Bank transfers can be made within France or internationally via the SWIFT electronic network used in French banking circles, which offers a reliable platform for timely payment subject to mutual trust and confidence between suppliers and their customers.
The directive 2007/64/EC (in force since 1st November 2009) on “payment services in the internalEuropean market” sets the legal basis for the creation of a single area for payments in Euros (SEPA), in order to harmonize the rules applicable to the different types of payment (transfers, direct debits, payment cards).
Since the “New Economic Regulations Act” of 15 May 2001, commercial debts automatically bear interest from the day after the due date shown on the invoice or specified in the commercial contract.
Unless otherwise stated in the general sales conditions or agreed between the parties, the payment period is set at thirty days from the date of receipt of goods or performance of the service requested.
Likewise, the interest rate and conditions of application must be stipulated in the contract – failing that, the applicable rate will be the interest rate applied by the European Central Bank in its most recent refinancing operations, raised by ten percentage points as of 1st January 2009.
For the first half of the year in question, the rate applicable is that in force on 1st January and for the second half year in question, the rate applicable is that in force on 1st July.
From 1st January 2013, a professional in default of payment is legally liable to its creditor for a fee for collection costs, set to 40 Euros ( should be stipulated in the General Terms and Conditions of Sale).
Serving the debtor with formal notice to pay the principal claim and contractual or legal interest, nonetheless remains a precondition for any legal action taken by creditors.
Since 19 June 2008, the current limitation period in civil and commercial matters, was reduced to 5 years and the limitation starts “from the day when the right holder knew or should have known the facts to allow him to apply for such right”.

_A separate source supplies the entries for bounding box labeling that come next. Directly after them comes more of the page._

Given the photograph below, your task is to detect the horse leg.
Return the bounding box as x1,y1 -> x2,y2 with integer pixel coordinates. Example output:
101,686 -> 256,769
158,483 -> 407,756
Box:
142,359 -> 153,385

Where a debt claim results from a contractual undertaking and is both liquid and undisputable, creditors may use the injunction-to-pay procedure (injonction de payer), a flexible system based on the use of pre-printed forms not requiring applicants to argue their case before the court of civil instance (tribunal d’instance) or competent commercial court – the court having jurisdiction in the district where the debtor's registered offices are located.
Via that procedure, creditors can rapidly obtain a court order to be served subsequently by a bailiff.

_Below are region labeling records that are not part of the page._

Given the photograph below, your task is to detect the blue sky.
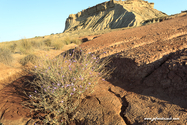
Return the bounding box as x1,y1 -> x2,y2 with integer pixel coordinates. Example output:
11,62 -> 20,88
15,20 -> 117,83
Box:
0,0 -> 187,42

The defendant has one month to dispute the case.
A fast track procedure (référé-provision) provides creditors with a rapid means of debt collection, even in routine cases lacking any real urgency, provided the claims are not subject to substantive dispute; in such cases, the judge can grant a provisional payment in favour of the applicant that can represent up to 100 per cent of the claim.
However, this fast track procedure requires the presence of an attorney to represent the creditor in court.

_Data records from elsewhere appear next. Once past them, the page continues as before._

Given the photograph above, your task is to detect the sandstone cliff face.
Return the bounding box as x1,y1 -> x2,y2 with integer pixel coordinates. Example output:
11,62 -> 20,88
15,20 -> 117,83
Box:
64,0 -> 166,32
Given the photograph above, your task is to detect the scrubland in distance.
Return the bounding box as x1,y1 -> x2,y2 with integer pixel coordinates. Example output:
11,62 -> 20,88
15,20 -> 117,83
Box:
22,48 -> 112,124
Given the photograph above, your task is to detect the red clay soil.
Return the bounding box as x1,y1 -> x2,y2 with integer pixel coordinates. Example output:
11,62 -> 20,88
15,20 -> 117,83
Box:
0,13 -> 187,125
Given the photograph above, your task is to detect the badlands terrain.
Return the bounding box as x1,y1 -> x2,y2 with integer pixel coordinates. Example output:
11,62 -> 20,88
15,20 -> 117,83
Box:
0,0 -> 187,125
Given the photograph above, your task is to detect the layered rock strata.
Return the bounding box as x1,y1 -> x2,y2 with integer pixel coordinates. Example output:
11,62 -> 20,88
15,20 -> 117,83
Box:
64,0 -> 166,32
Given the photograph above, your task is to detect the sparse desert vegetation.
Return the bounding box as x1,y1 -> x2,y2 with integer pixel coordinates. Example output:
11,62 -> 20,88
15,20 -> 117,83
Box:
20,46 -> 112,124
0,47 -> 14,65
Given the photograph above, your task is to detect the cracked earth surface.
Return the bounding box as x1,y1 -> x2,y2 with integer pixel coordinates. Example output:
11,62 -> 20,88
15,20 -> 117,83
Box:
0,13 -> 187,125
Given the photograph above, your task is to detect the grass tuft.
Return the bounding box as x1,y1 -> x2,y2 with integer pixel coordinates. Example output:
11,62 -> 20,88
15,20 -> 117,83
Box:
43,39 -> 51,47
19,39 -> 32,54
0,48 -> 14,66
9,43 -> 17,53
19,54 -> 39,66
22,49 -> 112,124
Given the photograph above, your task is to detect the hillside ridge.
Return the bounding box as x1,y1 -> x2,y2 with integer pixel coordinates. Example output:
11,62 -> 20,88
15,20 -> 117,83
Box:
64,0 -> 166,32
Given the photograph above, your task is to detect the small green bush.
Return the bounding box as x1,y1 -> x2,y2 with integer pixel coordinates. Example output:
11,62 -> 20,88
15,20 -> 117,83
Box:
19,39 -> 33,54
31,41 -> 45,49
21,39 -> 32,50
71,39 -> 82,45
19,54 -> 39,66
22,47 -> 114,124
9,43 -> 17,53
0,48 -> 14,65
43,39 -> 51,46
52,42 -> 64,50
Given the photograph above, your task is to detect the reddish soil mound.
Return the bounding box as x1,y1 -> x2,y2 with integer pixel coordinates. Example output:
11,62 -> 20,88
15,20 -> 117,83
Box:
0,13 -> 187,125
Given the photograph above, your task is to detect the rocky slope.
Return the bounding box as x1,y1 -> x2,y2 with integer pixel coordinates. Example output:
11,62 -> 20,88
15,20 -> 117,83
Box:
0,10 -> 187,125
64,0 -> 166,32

If a claim proves to be litigious, the judge competent to rule on special urgency (juge des référés) evaluates whether the claim is well founded. As appropriate, the judge may then declare himself incompetent and, based on his assessment of the apparent validity of the case, invite the plaintiff to seek a ruling on the substance of the case through the formal court process.
Formal procedures of this kind permit having the validity of a claim recognized by the court, a relatively lengthy process lasting about a year or more owing to the emphasis placed on theadversarial natureof proceedings and the numerous phases involved in the French procedural system: submission of supporting case documents, written submissions by the litigants, examination of the types of evidence, various recesses for deliberations, and at last, the hearing for oral pleadings (audience de plaidoirie).
If justified by a claim’s size and the uncertain solvency of the debtor, legal action may include a petition to obtain an attachment order on available assets and thereby protect the plaintiff's interests pending completion of the proceedings and enforcement of the court's final judgment.